I've been running a code (posted at the bottom) to measure performance of explicit Java downcasting, and I've run into what I feel like is a bit of an anomaly... or perhaps two anomalies.

I have already looked at this thread on Java casting overhead, but it seemed to only talk about casting in general, rather than this particular phenomenon. This thread covered similar topics, and I don't really need advice on premature optimization--I'm tuning parts of my application for maximum performance, so this is the logical step.

The tests

I basically wanted to test the performance of downcasting versus the .toString() method for objects which were Strings, but were typed as Objects. So, I created a String a and an Object b with equivalent content, ran three loops, and timed them.

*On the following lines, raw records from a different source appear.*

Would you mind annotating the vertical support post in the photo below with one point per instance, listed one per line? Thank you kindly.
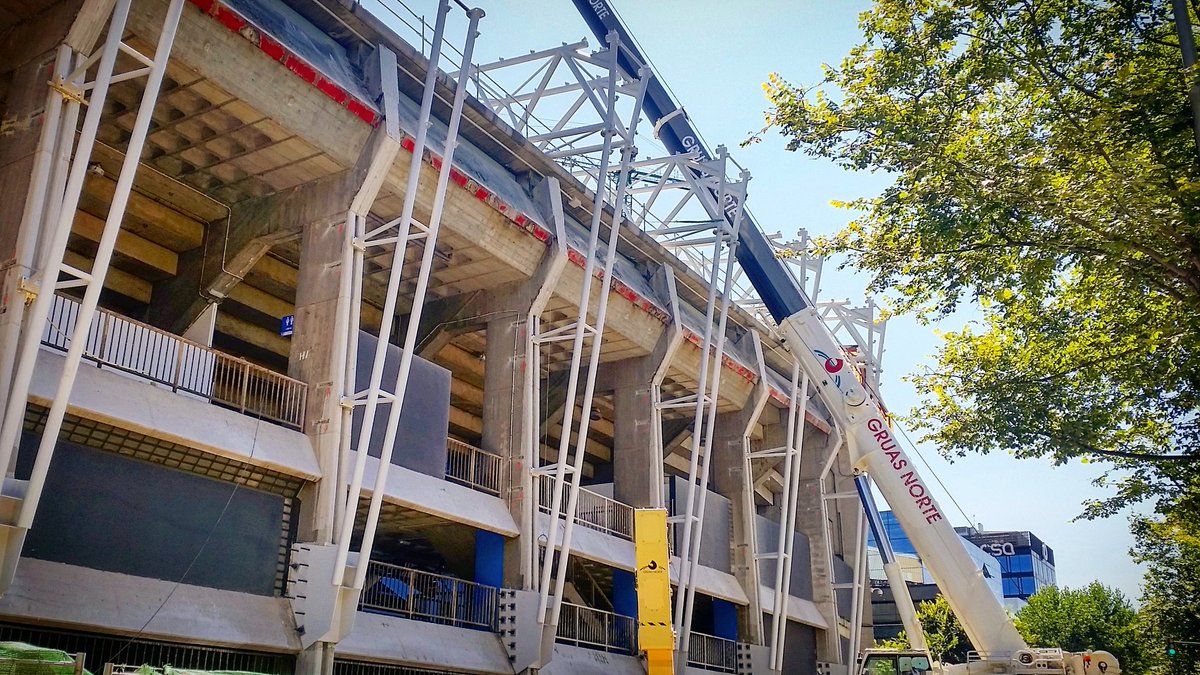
(54, 254)
(699, 464)
(787, 520)
(373, 392)
(547, 613)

  • Loop 1 is ((String) b).toLowerCase();
  • Loop 2 is b.toString().toLowerCase();
  • and Loop 3 is a.toLowerCase().

Test results

(Measurements in milliseconds.)

   iters   |  Test Round  |  Loop 1  |  Loop 2  |  Loop 3
-----------|--------------|----------|----------|----------
50,000,000 |      1       |   3367   |   3166   |   3186
  Test A   |      2       |   3543   |   3158   |   3156
           |      3       |   3365   |   3155   |   3169
-----------|--------------|----------|----------|----------
 5,000,000 |      1       |    373   |    348   |    369
  Test B   |      2       |    373   |    348   |    370
           |      3       |    399   |    334   |    371
-----------|--------------|----------|----------|----------
  500,000  |      1       |    66    |    36    |    33
  Test C   |      2       |    71    |    36    |    41
           |      3       |    66    |    35    |    34
-----------|--------------|----------|----------|----------
  50,000   |      1       |    27    |     5    |     5
  Test D   |      2       |    27    |     6    |     5
           |      3       |    26    |     5    |     5
-----------|--------------|----------|----------|----------

Code used for tests

long t, iters = ...;

String a = "String", c;
Object b = "String";

t = System.currentTimeMillis();
for (int i = 0; i < iters; i++) {
    c = ((String) b).toLowerCase();
}
System.out.println(System.currentTimeMillis() - t);

t = System.currentTimeMillis();
for (int i = 0; i < iters; i++) {
    c = b.toString().toLowerCase();
}
System.out.println(System.currentTimeMillis() - t);

t = System.currentTimeMillis();
for (int i = 0; i < iters; i++) {
    c = a.toLowerCase();
}
System.out.println(System.currentTimeMillis() - t);

Finally, the question

What I find most fascinating is that loop 2 (.toString()) seemed to perform the best of the three (particularly in Test B)--which doesn't make intuitive sense. Why would calling .toString() be faster than already having a String object?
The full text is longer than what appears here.